Blood and lymphatic system disorders: Anaemia.
Gastrointestinal disorders: Abdominal pain, constipation, diarrhoea, dry mouth, nausea, vomiting.
General disorders and administration site conditions: Fatigue, asthenia, oedema, chills, pyrexia, influenza-like illness.
Investigations: Increased AST/ALT, alkaline phosphatase, and blood creatinine.
Metabolism and nutrition disorders: Decreased appetite.
Musculoskeletal and connective tissue disorders: Musculoskeletal pain, arthralgia, arthritis, myositis, pain in extremity.
Nervous system disorders: Dizziness, dysgeusia, headache.
Respiratory, thoracic and mediastinal disorders: Cough, dyspnoea.
Skin and subcutaneous tissue disorders: Dry skin, erythema, pruritus, rash, vitiligo.

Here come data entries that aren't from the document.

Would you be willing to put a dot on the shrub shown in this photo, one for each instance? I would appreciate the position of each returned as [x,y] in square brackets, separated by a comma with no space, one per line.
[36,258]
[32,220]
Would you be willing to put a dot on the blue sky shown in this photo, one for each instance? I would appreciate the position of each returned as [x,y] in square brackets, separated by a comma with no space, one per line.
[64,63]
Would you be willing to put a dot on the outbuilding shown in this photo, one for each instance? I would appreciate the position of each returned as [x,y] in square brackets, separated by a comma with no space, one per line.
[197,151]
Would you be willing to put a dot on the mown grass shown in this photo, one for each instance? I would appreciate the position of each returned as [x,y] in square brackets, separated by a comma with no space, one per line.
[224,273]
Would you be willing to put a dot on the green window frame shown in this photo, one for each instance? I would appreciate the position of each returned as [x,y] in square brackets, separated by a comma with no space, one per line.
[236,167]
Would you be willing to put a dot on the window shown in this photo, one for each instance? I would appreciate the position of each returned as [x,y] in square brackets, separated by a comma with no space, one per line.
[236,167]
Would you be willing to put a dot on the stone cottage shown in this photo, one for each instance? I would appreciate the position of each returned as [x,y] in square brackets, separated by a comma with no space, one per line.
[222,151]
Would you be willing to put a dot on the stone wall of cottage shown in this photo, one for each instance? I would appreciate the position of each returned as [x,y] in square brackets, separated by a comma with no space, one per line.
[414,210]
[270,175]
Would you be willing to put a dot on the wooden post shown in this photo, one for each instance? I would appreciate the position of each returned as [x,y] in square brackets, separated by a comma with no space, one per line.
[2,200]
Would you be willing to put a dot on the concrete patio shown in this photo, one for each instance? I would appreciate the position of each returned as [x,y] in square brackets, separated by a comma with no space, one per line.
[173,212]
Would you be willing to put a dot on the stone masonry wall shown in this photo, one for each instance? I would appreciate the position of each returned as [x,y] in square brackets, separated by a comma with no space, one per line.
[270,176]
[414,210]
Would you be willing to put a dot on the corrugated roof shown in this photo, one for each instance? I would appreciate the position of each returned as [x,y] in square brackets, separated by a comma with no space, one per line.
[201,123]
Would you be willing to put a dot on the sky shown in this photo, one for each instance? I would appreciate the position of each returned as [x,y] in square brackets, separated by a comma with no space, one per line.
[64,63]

Potentially Fatal: Pneumonitis, Stevens-Johnson syndrome, toxic epidermal necrolysis. Graft-versus-host-disease and severe sinusoidal obstructive syndrome (in patients with history of HSCT).
Mechanism of Action
Pembrolizumab is a humanised immunoglobulin G4 monoclonal antibody which binds to the cell surface receptor programmed death-1 (PD-1), a negative immunoregulatory protein, and prevents it from interacting with ligands PD-L1 and PD-L2. Blockade of the PD-1 pathway results in the reactivation of T-lymphocytes and induction of immune response to tumour cells.